Sri Lanka dealt another blow as Shaminda Eranga is hurt playing football
Mahela Jayawardene admits it was difficult for his side to put the MCG debacle behind them but they will bounce back.
Last Updated: 03/01/13 8:46am
The tourists were humbled inside three days in the Boxing Day Test in Melbourne, leaving many predicting a similar outcome at the SCG with Australia's in-form four-pronged pace attack and an uncharacteristic green wicket.
But after struggling to cope with a bombardment of short balls from Australia's quicks last time out, Jayawardene backed his misfiring top order to handle the challenge much better this time.
The 35-year-old right-hander, who will relinquish the captaincy to Angelo Mathews after this Test, added that Sri Lanka had done a lot of soul-searching over the past week in the lead-up to this match.
Jayawardene said: "We've spent a few days to try and get over that match, what happened and how we can avoid something like that again.
"Teams do go through that sort of thing.

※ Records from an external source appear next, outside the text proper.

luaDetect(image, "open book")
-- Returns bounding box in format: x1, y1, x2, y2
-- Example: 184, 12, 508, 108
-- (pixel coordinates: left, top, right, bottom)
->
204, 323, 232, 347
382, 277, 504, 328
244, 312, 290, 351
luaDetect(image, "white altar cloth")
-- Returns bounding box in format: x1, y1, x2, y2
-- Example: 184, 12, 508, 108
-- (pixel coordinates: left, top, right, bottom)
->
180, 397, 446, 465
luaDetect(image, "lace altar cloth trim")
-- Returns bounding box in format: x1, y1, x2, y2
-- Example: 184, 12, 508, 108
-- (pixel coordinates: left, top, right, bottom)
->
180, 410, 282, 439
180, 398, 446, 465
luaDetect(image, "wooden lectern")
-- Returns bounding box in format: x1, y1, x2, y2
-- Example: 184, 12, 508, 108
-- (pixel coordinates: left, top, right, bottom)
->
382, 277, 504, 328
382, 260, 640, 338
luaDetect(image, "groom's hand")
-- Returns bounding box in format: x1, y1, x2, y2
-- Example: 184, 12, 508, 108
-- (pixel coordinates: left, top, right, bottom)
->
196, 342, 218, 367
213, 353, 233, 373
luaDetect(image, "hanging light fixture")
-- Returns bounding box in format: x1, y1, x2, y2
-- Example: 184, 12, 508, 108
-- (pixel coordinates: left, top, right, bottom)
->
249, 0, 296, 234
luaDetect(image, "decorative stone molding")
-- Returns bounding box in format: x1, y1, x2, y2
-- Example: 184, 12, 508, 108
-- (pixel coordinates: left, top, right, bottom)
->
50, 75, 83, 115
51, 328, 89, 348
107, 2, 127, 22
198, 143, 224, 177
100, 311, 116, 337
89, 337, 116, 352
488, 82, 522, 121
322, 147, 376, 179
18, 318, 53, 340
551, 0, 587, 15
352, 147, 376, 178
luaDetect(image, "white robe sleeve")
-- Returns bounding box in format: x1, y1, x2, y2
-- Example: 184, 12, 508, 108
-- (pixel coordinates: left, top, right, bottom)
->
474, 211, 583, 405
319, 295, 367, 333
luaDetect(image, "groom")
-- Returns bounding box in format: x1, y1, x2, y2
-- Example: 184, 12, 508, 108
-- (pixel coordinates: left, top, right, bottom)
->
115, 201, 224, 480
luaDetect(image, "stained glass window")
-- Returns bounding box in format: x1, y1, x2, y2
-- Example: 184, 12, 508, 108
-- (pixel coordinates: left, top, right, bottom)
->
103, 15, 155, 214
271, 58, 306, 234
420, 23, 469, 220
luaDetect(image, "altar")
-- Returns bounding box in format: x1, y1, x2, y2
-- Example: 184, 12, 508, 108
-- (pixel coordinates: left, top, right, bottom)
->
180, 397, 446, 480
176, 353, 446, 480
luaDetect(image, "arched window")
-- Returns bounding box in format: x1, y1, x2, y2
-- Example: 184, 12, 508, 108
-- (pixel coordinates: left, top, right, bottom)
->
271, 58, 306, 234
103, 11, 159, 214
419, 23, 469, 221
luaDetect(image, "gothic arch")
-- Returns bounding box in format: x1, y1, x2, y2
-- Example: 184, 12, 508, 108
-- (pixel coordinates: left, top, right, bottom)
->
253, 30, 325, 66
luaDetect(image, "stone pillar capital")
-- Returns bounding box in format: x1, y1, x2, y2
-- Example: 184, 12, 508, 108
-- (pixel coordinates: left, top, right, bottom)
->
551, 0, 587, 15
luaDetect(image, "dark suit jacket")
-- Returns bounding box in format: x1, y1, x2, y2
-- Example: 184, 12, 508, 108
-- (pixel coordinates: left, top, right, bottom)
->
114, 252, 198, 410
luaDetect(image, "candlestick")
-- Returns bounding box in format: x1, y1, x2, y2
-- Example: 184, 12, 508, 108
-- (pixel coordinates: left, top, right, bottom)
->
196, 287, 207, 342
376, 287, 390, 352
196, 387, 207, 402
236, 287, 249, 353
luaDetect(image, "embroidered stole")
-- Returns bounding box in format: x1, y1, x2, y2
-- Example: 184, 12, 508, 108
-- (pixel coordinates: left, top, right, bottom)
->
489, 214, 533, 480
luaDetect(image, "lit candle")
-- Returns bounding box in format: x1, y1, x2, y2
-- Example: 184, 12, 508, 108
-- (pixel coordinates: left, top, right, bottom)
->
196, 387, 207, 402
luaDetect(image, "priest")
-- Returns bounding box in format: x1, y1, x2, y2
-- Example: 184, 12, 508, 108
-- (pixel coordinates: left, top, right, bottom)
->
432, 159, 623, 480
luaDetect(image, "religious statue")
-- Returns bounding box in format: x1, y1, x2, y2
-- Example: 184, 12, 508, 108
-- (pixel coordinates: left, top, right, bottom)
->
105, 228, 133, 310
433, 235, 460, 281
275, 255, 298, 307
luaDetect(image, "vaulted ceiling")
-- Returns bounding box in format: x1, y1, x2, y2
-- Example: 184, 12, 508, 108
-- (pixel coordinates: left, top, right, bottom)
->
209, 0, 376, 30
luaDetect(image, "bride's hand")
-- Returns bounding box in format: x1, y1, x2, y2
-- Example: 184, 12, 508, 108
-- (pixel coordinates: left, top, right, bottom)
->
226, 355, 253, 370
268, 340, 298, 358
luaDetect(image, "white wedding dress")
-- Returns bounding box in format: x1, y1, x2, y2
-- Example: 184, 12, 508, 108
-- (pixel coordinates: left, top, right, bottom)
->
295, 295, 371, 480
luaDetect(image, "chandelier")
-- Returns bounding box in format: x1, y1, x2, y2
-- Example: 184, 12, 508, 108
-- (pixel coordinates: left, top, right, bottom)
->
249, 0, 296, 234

It happened to us in South Africa last year at Centurion where we lost in two-and-a-half days and we bounced back in Durban to win the Test match.
"It's about guys owning responsibility about what happened and doing something about it. It is a strong Australian side but if we play to our potential and back ourselves then we can stand up to that."
However Sri Lanka's preparation hit another snag on Wednesday, with emerging fast bowler Shaminda Eranga injuring his leg during a friendly football match prior to training.
It is another unwelcome distraction for the tourists, already without star batsman Kumar Sangakkara (finger) and paceman Chanaka Welegedara (hamstring), while wicketkeeper Prasanna Jayawardene (thumb) and fast bowler Nuwan Kulasekara (ribs) are both in severe doubt.
An honest Jayawardene accepted the Sri Lankans had let themselves down during the tour, laying much of the blame at the hands of the batsmen.
He added: "That's where our experience lies and that's where we control a lot of Test matches.
"We need to make sure we take that control back whether it's the technical side of it or the mental side that we need to address.
"We have spoken about it but there's only so much you can talk behind closed doors - we need to go out there and perform."